A pochissima distanza, sgorgano pure le acque del Savio: silenzio e mucche al pascolo, fino al grande prato a 1.126 metri sul livello del mare. Il mare, appunto, quello che il Savio raggiungerà nel territorio ravennate. E dove ora si guarda con apprensione quel sottilissimo filo d’acqua che si perde in un acquitrino di erba incolta e fango, alimentato a singhiozzo da una sorgente fresca sormontata dalla caveja e dalla quale però sarebbe molto più semplice rifocillarsi utilizzando un imbuto.

La via del ritorno è quella che costeggia il fiume, dove si accavallano i racconti di chi da queste parti ci è cresciuto, ha formato una famiglia e ora sta facendo giocare i figli, coi piedi a mollo in quello che pare poco più di un torrente: "Ci venivo da bambina – sorride una mamma – e l’ambiente era diverso. Cosa è cambiato? Gli alberi sono sempre gli stessi, l’acqua no. Ora c’è poco più di una pozza. A Bagno di Romagna i nonni guardano verso il basso, dal camminamento pedonale. Guardano dove ci sono tanti sassi, quasi tutti asciutti. Man mano che si procede verso la città il quadro diventa sempre più pragmatico.
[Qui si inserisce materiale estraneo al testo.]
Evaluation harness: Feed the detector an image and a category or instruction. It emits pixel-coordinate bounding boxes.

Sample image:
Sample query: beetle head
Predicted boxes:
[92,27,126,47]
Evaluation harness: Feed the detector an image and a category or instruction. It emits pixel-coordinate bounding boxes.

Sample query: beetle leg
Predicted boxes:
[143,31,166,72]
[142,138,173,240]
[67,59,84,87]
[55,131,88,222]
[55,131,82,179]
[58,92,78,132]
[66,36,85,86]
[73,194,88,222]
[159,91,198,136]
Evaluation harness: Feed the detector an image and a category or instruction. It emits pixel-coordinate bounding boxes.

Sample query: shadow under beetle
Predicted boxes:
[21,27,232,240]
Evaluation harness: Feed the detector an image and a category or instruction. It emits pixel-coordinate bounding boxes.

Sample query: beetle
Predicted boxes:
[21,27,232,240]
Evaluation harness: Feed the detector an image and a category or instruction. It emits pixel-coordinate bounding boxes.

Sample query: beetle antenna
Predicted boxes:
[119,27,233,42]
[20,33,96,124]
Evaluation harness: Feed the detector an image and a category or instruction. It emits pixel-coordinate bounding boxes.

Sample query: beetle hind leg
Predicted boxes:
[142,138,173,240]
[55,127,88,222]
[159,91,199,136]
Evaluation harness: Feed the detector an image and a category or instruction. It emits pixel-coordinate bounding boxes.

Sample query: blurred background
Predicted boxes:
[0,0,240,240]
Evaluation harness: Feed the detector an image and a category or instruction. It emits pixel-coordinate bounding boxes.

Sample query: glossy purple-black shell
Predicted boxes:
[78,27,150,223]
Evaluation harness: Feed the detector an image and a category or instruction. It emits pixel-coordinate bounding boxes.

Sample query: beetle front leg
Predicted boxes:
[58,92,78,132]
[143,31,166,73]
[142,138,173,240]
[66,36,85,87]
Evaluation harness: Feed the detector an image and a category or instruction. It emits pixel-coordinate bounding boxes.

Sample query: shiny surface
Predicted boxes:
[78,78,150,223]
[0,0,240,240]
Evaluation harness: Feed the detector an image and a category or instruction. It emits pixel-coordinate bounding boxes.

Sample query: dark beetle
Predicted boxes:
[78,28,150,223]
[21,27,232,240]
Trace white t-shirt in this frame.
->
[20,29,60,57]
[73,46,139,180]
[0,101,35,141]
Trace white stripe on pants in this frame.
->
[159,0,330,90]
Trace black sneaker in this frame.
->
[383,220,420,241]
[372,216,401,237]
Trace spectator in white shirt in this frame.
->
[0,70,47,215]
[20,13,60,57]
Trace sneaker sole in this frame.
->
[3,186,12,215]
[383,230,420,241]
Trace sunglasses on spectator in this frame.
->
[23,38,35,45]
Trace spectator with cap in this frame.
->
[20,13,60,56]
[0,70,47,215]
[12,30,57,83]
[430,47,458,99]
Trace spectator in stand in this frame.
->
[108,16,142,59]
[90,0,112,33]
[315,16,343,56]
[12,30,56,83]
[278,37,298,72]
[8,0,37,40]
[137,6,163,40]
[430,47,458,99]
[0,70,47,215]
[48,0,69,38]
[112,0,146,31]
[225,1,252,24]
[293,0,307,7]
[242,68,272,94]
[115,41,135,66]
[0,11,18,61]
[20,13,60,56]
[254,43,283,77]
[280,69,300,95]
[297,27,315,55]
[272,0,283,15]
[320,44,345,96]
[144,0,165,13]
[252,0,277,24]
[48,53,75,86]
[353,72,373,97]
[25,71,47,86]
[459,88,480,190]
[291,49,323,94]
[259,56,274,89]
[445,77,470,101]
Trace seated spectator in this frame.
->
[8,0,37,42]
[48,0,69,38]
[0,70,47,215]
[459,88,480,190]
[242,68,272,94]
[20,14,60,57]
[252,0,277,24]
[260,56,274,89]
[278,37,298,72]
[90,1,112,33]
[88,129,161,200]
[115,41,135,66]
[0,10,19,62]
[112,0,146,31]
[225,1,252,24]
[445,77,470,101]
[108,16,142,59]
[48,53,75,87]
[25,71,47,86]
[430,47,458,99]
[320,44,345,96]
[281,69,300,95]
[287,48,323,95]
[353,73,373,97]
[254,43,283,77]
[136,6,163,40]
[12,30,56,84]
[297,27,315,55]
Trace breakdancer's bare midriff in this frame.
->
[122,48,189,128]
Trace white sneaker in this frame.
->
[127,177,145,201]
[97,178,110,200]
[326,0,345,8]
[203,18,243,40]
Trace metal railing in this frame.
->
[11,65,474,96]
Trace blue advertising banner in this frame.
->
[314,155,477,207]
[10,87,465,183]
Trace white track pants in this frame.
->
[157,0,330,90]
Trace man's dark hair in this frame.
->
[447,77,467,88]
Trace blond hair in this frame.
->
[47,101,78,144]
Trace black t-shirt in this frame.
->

"Per i campi è un problema - racconta chi a ridosso del fiume ci lavora – perché non è questione di innaffiare di più, ma di fare i conti con terreni che hanno perso tante delle loro caratteristiche che avevano da sempre . E sui quali ora tante colture semplicemente non crescono più". Cosa serve fare? La politica si interroga e propone soluzioni, come quella di realizzare nuovi invasi o di mettere mano alla rete idrica, cha causa troppa dispersione. Sulla seconda sono tutti d’accordo, sulla prima meno. Perché l’acqua che si ferma a monte, poi non arriva a valle.

A valle c’è Cannuzzo, un fazzoletto tra Cesena, Cervia e Ravenna ed è da qui che parla Pierluigi Bazzocchi, storico presidente dell’associazione del Fiume Savio e profondo conoscitore di queste acque: "A circa venti chilometri di fiume dal mare, il Savio deve fare i conti con uno dei temi più dibattuti degli ultimi tempi, quello del ‘cuneo del sale’. In pratica, a causa della scarsa quantità di acqua dolce che arriva da monte, il mare ‘risale’ il letto del corso d’acqua e nel caso specifico è arrivato fin qui, mutando in questo modo le caratteristiche di tutto l’ambiente: perché l’acqua dolce, con in aggiunta l’apporto del suo ‘limo’ contribuisce ad arricchire e a rendere fertile il terreno. L’acqua salata certamente no. La soluzione? Far seguire i fatti alle parole e non mettere tutto dentro un cassetto dopo qualche giorno di pioggia. Il problema della siccità - ammonisce Bazzocchi – è attuale da almeno dieci anni e se fosse stato affrontato in maniera concreta da tutte le parti coinvolte, a partire dai politici e dagli addetti ai lavori, ora non saremmo qui a parlare del problema, ma misurare l’impatto della soluzione".